Ticking forex time bomb? Most Indian firms are under-hedged

Most Indian companies with overseas debt have not hedged enough of their foreign currency risk, making them vulnerable to any sharp movements in the rupee, according to a study by credit ratings agency India Ratings.

The study of 100 companies holding Rs 19.5 trillion (USD 286.30 billion) of debt abroad as of March 2016, showed 54 of them, with 14.5 trillion exposure, were vulnerable given only 35 percent of their balance sheets were hedged, India Ratings, a unit of Fitch, said on Tuesday.

Of those 54 companies, 42 holding Rs 8.9 trillion in foreign currency debt could see their credit profiles “weaken substantially” should the rupee weaken by 10 percent, the rating agency said.

The high cost of hedging and the range-bound movement in the rupee over the last three years is deterring companies, said Rakesh Valecha, head of credit and market research at India Ratings.

“It is important that corporates don’t get complacent with rupee moving in a narrow band because if the rupee weakens sharply then corporates can see their margins hit, borrowing cost rise and even credit matrices moving down,” Valecha said in a briefing with reporters.

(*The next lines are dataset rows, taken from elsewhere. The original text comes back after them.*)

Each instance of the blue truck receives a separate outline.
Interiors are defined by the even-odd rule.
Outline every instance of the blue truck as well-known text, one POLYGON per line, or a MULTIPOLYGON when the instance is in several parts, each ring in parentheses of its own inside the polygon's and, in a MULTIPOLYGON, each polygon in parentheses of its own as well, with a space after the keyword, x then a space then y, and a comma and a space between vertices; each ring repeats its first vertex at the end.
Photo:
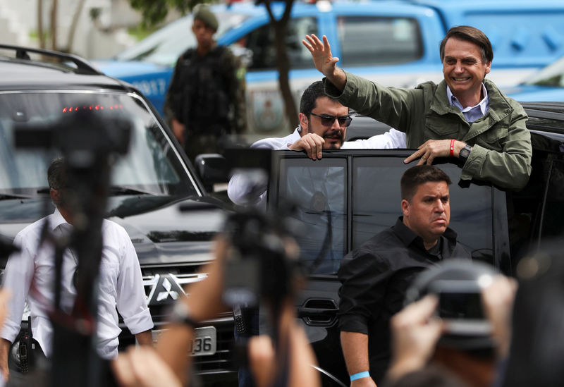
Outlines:
MULTIPOLYGON (((274 15, 281 15, 284 7, 283 3, 274 3, 274 15)), ((264 6, 238 2, 212 9, 220 20, 219 44, 247 60, 246 139, 287 133, 297 118, 283 114, 274 34, 264 6)), ((563 20, 564 2, 560 0, 296 1, 286 35, 290 87, 299 101, 305 88, 321 79, 301 44, 311 33, 327 36, 333 55, 341 59, 339 66, 384 85, 412 87, 439 80, 439 43, 449 27, 460 25, 479 28, 490 38, 494 57, 488 77, 501 87, 515 85, 564 55, 563 20)), ((96 65, 106 74, 132 83, 162 113, 176 61, 195 45, 191 25, 188 15, 114 60, 96 65)))

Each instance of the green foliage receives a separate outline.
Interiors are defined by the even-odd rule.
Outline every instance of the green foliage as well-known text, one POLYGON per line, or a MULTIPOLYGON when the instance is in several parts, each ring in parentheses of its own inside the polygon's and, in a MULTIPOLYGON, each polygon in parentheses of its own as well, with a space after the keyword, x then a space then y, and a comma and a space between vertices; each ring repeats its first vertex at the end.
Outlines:
POLYGON ((185 14, 200 3, 212 3, 211 0, 128 0, 130 5, 141 11, 143 25, 154 26, 163 21, 169 9, 176 9, 185 14))

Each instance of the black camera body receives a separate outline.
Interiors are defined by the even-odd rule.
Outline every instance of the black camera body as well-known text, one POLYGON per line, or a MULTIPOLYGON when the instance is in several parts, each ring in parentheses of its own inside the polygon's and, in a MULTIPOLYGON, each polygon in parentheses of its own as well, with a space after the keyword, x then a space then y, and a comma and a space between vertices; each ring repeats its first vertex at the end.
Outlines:
POLYGON ((437 280, 429 293, 439 297, 436 314, 446 324, 446 332, 456 335, 487 335, 491 326, 484 314, 482 287, 472 281, 437 280))
POLYGON ((274 307, 294 292, 298 272, 297 249, 284 212, 239 211, 229 216, 226 231, 231 239, 224 264, 223 302, 231 307, 274 307))

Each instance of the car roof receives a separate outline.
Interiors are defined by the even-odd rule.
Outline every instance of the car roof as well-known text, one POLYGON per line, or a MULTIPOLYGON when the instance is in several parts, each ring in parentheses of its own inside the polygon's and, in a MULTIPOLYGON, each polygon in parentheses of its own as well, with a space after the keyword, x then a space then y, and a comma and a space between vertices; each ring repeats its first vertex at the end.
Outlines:
POLYGON ((1 91, 48 89, 114 89, 127 90, 127 84, 106 75, 83 59, 73 55, 0 45, 0 49, 16 52, 16 57, 0 56, 1 91), (31 59, 27 51, 56 61, 31 59))

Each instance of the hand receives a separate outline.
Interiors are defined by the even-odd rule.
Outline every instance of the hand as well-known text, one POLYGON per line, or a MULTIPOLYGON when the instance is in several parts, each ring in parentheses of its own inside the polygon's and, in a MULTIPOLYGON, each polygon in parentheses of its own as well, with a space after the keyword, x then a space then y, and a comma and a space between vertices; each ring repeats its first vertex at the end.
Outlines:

The rupee has been relatively range-bound since 2013, when it suffered its worst crisis in more than two decades, though it hit a record low of 68.865 to the dollar in November.

The relative stability of the rupee and cheaper overseas rates have led to more Indian companies raising debt abroad, increasing concerns over whether they are prepared to deal with a sudden plunge in the currency or falls in global markets.